Next City: When It Comes to Stealing Money From Workers, Businesses Are More Savvy Than Ever

Ian Pajer-Rogers |

From Next City:

by Oscar Perry Abello

About a 30-minute subway ride from Times Square, Queens’ Flushing neighborhood doesn’t have massive skyscrapers or semi-nude street performers — but it is an important center of the national fight against wage theft.

“There were a lot of workers who were coming out about wage theft in the Flushing area, but employers are very well-organized,” says Sarah Ahn, an organizer at the Flushing Workers Center, which opened a few years ago. “They threatened workers who speak up with blacklisting or other crazy forms of retaliation, sometimes even using physical violence.”

Wage theft includes not paying for all hours worked (overtime too), paying below minimum wage and withholding benefits. While it occurs at all levels of the income ladder, low-wage workers suffer the most from it by far. According to one study, employers in New York City are stealing nearly a billion dollars a year in wages from low-income workers.
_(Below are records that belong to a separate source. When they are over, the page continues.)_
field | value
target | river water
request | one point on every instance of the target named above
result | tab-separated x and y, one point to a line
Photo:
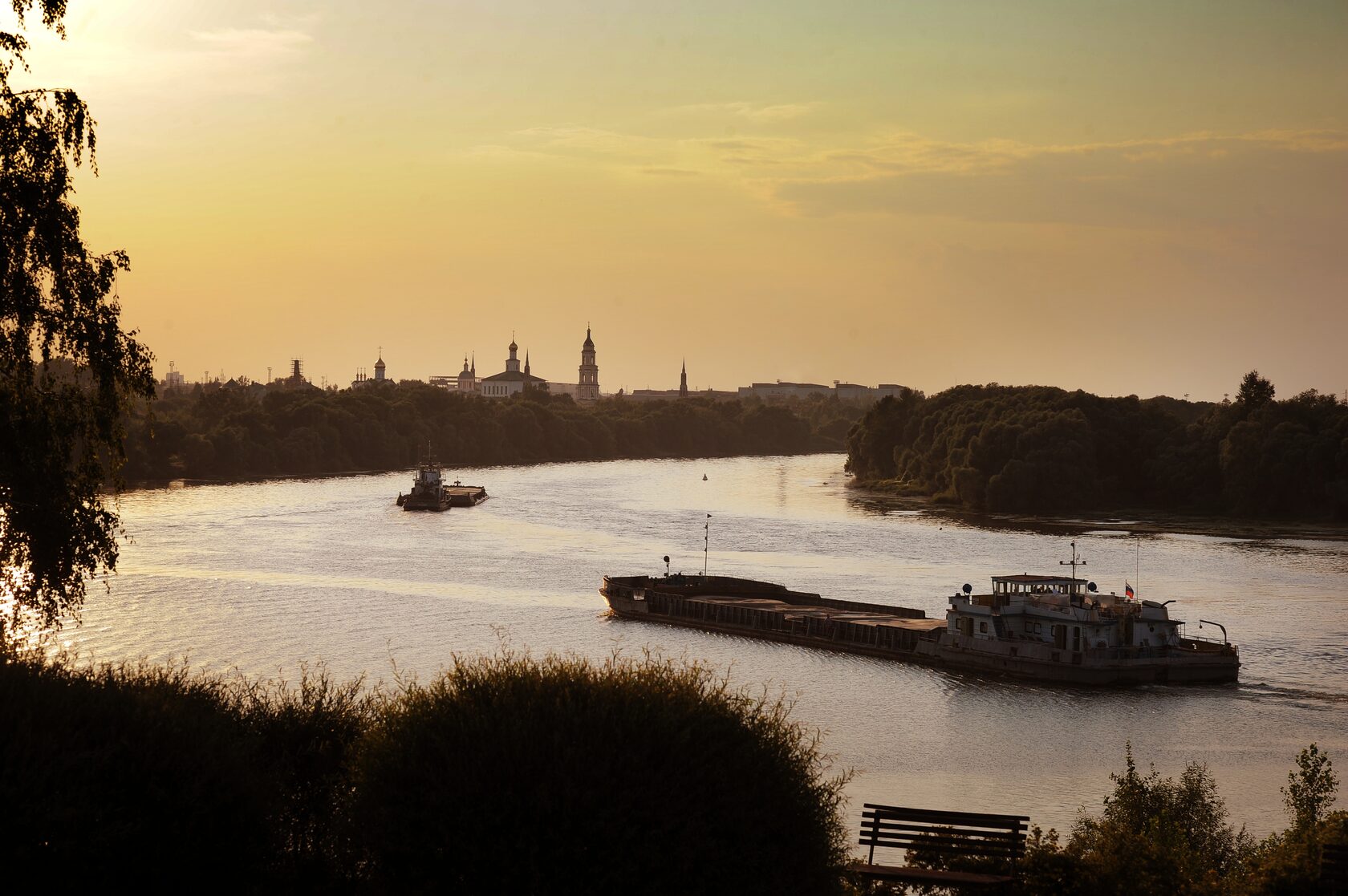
263	576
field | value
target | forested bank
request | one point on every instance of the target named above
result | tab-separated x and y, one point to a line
648	776
248	432
1041	450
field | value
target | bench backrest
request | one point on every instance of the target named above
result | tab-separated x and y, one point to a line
947	833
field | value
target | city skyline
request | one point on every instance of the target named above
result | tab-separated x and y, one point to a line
1142	200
As of August 2013, New York State’s Department of Labor had a backlog of more than 17,000 open wage theft cases, more than three times as many as in 2008. Three-quarters of open wage theft cases had been open for more than a year.

Without organizing workers across shops, across different industries, it’s hard for them to get anywhere with wage theft cases, Ahn says. Enforcement mechanisms have yet to catch up with employers in today’s economy of transient workers, independent contractors, and small retail or other service-sector businesses. “I think employers got very savvy about how to get away with wage theft, compared to not too long ago,” she adds.

As a result, workers are losing, even when they’re winning. There are at least $125 million in unpaid wage theft judgments and court orders in New York State, according to a report released earlier this year.